Katrina discovered that some residents of York wanted to to bring it back into modern use. She and the volunteers began by going into the community and researching what people might want from the Red Tower, a two story building just six metres by four metres, and received many ideas including a café, micro-brewery, giant beehive, a place for learning to spin wool and a dungeon. In 2016 York was flooded and the tower was used as storage for flood relief equipment and aid donated to affected residents. After the floods and a feasibility study, the Red Tower team settled on developing a community space on the ground floor and on the upper floor a venue for hire, thereby raising revenue for the upkeep of the tower.

Katrina is interested that the Red Tower is part of the city walls, and is passed not just by tourists but by local walkers and commuters too. In the immediate vicinity of the tower are commercial buildings, social housing, and student accommodation. As part of her contextual research, Katrina is investigating how the development of the surrounding area is entwined with the history of the Red Tower.
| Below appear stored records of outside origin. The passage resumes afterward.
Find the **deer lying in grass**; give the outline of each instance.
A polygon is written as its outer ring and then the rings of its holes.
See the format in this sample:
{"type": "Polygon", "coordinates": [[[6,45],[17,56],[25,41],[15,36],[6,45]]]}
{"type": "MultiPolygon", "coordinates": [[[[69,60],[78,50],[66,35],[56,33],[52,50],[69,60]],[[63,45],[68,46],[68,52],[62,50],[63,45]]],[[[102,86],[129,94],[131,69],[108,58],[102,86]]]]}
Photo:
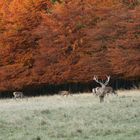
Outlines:
{"type": "Polygon", "coordinates": [[[70,91],[66,91],[66,90],[60,91],[59,94],[60,94],[61,96],[68,96],[68,95],[71,95],[71,96],[72,96],[71,92],[70,92],[70,91]]]}
{"type": "Polygon", "coordinates": [[[13,92],[13,95],[14,95],[14,99],[24,98],[23,92],[20,91],[13,92]]]}
{"type": "Polygon", "coordinates": [[[109,80],[110,80],[110,76],[106,76],[107,77],[107,80],[103,83],[103,82],[100,82],[98,80],[98,77],[97,76],[94,76],[93,80],[96,81],[97,83],[99,83],[101,85],[101,87],[96,87],[94,89],[92,89],[92,92],[99,96],[100,98],[100,102],[103,102],[104,101],[104,97],[106,95],[109,95],[109,94],[115,94],[117,95],[117,93],[113,90],[112,87],[110,86],[107,86],[107,84],[109,83],[109,80]]]}

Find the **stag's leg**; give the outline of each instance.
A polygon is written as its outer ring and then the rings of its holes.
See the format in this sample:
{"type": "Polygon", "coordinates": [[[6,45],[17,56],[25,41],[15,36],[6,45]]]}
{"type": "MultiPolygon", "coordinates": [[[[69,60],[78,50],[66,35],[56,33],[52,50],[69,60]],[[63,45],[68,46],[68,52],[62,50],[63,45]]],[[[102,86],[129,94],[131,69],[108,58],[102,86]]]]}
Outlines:
{"type": "Polygon", "coordinates": [[[18,97],[14,97],[14,100],[18,102],[18,97]]]}
{"type": "Polygon", "coordinates": [[[94,95],[97,97],[97,96],[98,96],[98,93],[97,93],[97,92],[95,92],[95,93],[94,93],[94,95]]]}
{"type": "Polygon", "coordinates": [[[17,100],[17,96],[16,96],[16,95],[14,95],[13,99],[14,99],[14,100],[17,100]]]}
{"type": "Polygon", "coordinates": [[[97,92],[92,92],[92,94],[97,97],[98,96],[98,93],[97,92]]]}
{"type": "Polygon", "coordinates": [[[104,102],[104,97],[105,97],[104,95],[100,95],[100,96],[99,96],[99,98],[100,98],[100,103],[104,102]]]}
{"type": "Polygon", "coordinates": [[[24,98],[25,98],[25,96],[22,94],[22,95],[21,95],[21,99],[24,99],[24,98]]]}

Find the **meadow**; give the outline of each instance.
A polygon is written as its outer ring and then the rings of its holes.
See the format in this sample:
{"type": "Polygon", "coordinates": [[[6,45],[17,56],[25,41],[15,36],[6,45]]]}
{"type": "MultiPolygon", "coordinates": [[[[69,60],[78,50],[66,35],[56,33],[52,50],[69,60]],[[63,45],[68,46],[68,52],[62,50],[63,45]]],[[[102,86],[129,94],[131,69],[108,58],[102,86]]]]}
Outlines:
{"type": "Polygon", "coordinates": [[[0,140],[140,140],[140,90],[0,100],[0,140]]]}

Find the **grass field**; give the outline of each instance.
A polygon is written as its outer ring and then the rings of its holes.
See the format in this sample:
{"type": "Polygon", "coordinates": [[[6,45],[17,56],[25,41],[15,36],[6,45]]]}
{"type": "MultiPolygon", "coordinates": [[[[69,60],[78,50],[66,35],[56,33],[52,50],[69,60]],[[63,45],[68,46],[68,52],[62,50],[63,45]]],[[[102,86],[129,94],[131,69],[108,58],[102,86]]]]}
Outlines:
{"type": "Polygon", "coordinates": [[[0,140],[140,140],[140,91],[0,100],[0,140]]]}

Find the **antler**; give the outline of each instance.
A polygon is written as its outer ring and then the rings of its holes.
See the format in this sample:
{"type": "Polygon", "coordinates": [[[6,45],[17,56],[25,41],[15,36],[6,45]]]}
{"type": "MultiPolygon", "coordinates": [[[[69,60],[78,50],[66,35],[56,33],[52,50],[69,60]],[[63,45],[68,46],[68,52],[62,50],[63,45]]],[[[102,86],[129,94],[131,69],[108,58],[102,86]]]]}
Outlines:
{"type": "Polygon", "coordinates": [[[93,80],[96,81],[97,83],[99,83],[101,86],[104,86],[104,84],[98,80],[97,76],[94,75],[93,80]]]}
{"type": "Polygon", "coordinates": [[[106,78],[107,78],[107,80],[106,80],[105,83],[104,83],[105,86],[109,83],[110,76],[107,76],[107,75],[106,75],[106,78]]]}

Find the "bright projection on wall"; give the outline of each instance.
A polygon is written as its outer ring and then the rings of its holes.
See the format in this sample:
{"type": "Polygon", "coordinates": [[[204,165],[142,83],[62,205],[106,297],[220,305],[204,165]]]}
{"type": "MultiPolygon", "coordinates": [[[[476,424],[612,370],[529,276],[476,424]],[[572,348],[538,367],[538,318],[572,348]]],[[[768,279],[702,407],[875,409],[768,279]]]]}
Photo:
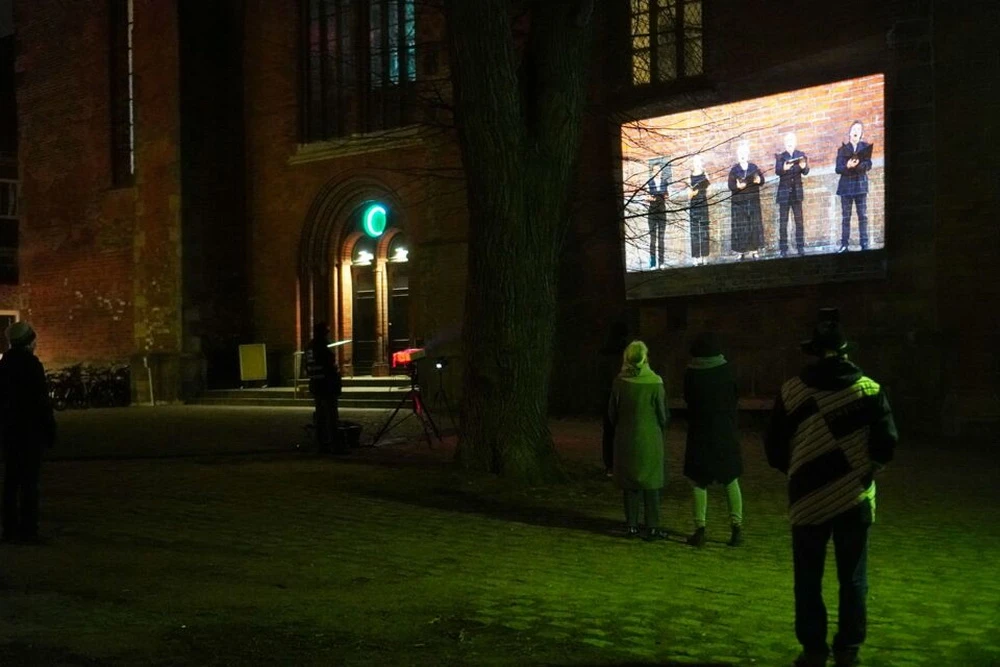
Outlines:
{"type": "Polygon", "coordinates": [[[625,267],[885,246],[881,74],[622,126],[625,267]]]}

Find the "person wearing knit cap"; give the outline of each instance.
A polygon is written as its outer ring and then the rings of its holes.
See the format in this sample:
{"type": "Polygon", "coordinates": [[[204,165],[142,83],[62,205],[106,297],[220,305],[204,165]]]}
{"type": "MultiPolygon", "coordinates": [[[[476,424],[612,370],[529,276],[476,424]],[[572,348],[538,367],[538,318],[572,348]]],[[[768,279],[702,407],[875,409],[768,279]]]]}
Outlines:
{"type": "Polygon", "coordinates": [[[649,367],[646,344],[632,341],[622,354],[621,372],[611,384],[608,401],[613,473],[624,498],[626,537],[639,536],[640,504],[645,507],[646,539],[666,537],[660,530],[660,491],[669,420],[663,380],[649,367]]]}
{"type": "Polygon", "coordinates": [[[684,400],[688,408],[684,476],[694,488],[694,533],[691,546],[705,545],[708,487],[722,484],[729,503],[729,546],[743,543],[743,473],[740,437],[736,427],[736,378],[710,332],[699,334],[691,346],[684,371],[684,400]]]}
{"type": "Polygon", "coordinates": [[[38,541],[38,477],[42,453],[55,442],[55,416],[45,369],[27,322],[7,328],[0,358],[0,441],[3,443],[3,542],[38,541]]]}

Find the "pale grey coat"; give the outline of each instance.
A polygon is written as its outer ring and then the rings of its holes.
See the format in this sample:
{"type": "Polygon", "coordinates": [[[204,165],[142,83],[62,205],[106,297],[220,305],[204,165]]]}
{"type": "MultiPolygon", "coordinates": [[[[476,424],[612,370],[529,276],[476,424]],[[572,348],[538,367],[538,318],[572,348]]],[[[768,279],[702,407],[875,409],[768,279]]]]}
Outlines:
{"type": "Polygon", "coordinates": [[[619,374],[611,385],[608,420],[614,428],[614,477],[623,489],[662,489],[665,435],[670,421],[663,380],[648,365],[619,374]]]}

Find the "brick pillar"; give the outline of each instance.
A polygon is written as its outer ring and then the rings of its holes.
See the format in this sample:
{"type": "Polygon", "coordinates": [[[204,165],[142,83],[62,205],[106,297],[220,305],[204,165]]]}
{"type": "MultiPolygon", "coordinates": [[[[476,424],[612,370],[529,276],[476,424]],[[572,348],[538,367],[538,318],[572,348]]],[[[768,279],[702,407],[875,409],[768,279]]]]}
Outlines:
{"type": "Polygon", "coordinates": [[[372,375],[389,375],[389,294],[386,259],[375,260],[375,361],[372,375]]]}
{"type": "MultiPolygon", "coordinates": [[[[136,221],[135,358],[154,365],[157,402],[180,398],[181,193],[177,8],[173,2],[135,7],[136,221]]],[[[133,374],[145,384],[145,373],[133,374]]]]}

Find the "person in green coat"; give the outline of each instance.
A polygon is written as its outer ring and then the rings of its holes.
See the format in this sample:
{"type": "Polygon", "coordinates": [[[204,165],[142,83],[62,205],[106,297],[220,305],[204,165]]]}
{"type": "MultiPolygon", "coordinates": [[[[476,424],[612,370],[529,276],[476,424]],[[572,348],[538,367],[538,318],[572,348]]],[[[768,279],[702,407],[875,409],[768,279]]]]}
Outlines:
{"type": "Polygon", "coordinates": [[[664,485],[664,436],[670,421],[663,380],[649,367],[640,340],[629,343],[622,369],[611,384],[608,424],[614,432],[614,480],[625,501],[626,537],[639,536],[639,506],[645,507],[647,540],[660,530],[660,491],[664,485]]]}
{"type": "Polygon", "coordinates": [[[722,484],[729,503],[732,532],[729,546],[743,543],[743,473],[740,436],[736,428],[736,379],[715,335],[699,334],[691,345],[691,361],[684,371],[684,400],[688,408],[684,476],[694,487],[694,533],[691,546],[705,545],[708,486],[722,484]]]}

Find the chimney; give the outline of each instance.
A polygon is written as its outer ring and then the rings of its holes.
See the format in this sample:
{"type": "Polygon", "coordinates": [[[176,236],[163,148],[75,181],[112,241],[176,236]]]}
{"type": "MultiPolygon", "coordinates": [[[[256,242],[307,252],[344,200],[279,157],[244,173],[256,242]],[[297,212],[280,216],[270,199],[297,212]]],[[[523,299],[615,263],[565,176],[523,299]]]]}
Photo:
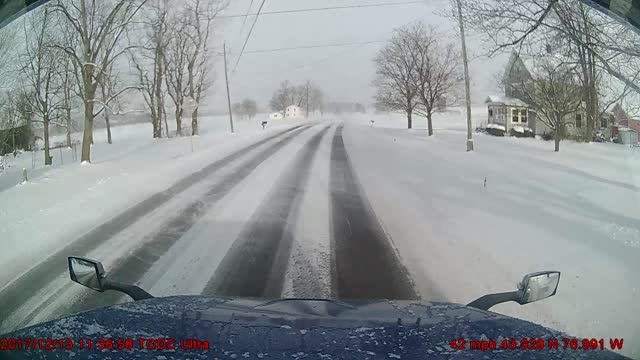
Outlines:
{"type": "Polygon", "coordinates": [[[551,55],[553,51],[551,50],[551,45],[547,44],[547,54],[551,55]]]}

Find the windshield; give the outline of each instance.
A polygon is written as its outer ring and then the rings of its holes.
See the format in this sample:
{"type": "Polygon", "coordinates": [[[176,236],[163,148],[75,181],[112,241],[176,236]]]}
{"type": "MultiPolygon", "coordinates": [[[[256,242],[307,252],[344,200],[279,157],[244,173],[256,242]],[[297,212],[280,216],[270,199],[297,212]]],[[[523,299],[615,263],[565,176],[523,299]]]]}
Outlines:
{"type": "Polygon", "coordinates": [[[0,9],[0,333],[130,301],[68,256],[156,297],[467,304],[560,271],[492,311],[640,356],[631,5],[24,5],[0,9]]]}

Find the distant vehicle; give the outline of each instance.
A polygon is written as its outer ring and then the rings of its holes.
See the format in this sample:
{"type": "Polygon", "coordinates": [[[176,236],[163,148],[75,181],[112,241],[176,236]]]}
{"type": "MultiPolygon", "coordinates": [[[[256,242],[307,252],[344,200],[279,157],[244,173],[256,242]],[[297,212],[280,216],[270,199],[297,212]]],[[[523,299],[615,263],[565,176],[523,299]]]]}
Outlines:
{"type": "MultiPolygon", "coordinates": [[[[57,351],[37,352],[39,358],[549,358],[571,351],[563,350],[563,339],[572,339],[566,334],[488,311],[508,301],[524,305],[555,295],[560,282],[558,271],[525,275],[516,291],[485,295],[460,305],[391,300],[154,298],[135,285],[108,279],[98,261],[69,257],[68,262],[71,280],[99,292],[122,292],[135,302],[71,315],[5,336],[55,339],[52,346],[57,351]]],[[[584,344],[572,341],[575,346],[584,344]]],[[[594,356],[593,351],[570,354],[587,359],[594,356]]],[[[606,349],[597,351],[598,358],[624,358],[606,349]]],[[[22,350],[8,354],[17,359],[36,353],[22,350]]]]}

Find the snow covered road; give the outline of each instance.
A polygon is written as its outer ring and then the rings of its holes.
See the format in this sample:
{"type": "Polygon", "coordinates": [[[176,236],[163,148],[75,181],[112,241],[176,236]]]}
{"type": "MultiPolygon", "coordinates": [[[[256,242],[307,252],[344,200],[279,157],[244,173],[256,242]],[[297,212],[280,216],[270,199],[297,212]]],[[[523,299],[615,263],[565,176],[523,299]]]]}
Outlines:
{"type": "Polygon", "coordinates": [[[69,255],[100,259],[110,278],[154,295],[418,298],[358,185],[342,131],[339,123],[293,127],[99,224],[0,292],[0,331],[126,300],[71,283],[69,255]],[[316,169],[323,157],[329,172],[316,169]],[[328,191],[307,197],[311,177],[328,191]],[[330,212],[317,211],[317,197],[329,199],[330,212]],[[299,218],[333,226],[318,244],[299,218]],[[306,270],[291,271],[299,256],[315,255],[306,270]]]}
{"type": "Polygon", "coordinates": [[[72,283],[69,255],[99,259],[112,279],[155,296],[467,303],[559,270],[553,298],[493,310],[629,339],[622,352],[640,355],[629,321],[640,318],[637,154],[570,143],[553,154],[490,136],[465,153],[463,132],[426,138],[369,120],[256,137],[106,216],[0,290],[0,333],[128,301],[72,283]],[[612,160],[595,165],[598,156],[612,160]]]}

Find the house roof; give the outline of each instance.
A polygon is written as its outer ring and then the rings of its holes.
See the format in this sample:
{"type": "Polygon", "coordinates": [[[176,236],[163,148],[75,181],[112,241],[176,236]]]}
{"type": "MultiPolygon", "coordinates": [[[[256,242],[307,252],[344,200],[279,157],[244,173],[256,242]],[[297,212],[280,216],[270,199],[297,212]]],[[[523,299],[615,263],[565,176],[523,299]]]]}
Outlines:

But the main body of her research is ethnographical, documenting the aspirations of the community group and their steps towards this vision in this location. Katrina has been conducting interviews and taking photos as part of her field notes. Ultimately, she wants to map this data onto an interactive map which shows the actions of the group (herself included) in the context of the place itself.
“The map will show the history of the Red Tower within its location, including all the developmental politics involved. Then I want to superimpose onto this map the current group’s visions and values for it, along with the steps we’ve taken to get to the ‘next stage’ in development. The aim would be to visualise the process of constructing a heritage project over time, something that is always 'becoming’.”
The map will include historical research, content from interviews, web-links and images. Katrina’s map will use presentation software called Prezi and will exist primarily on a webpage. She is concerned with the longevity of putting web-links in her final written thesis and is looking for solutions. She is considering taking screen-shots of the map and videoing herself using it so that it can be recorded in some way if the webpage is no longer accessible in the future. She would love it if future researchers are able to access the interactive map when reading her thesis, but feels this is uncertain given the speed with which web applications are upgraded and replaced.
Katrina would like the interactive map to open up her research to a wider, non-academic community and will welcome ‘edits’ from her co-workers to co-create a ‘Marauders Map’ of their work.
“I think there will be some who really love the non-textual element of it. I might suggest ‘if you don't want to read this ten-thousand-word chapter about heritage and politics, go to the map and it might reveal the concepts in a different way’. You're invited to play with that revelation and understand the connections interactively.”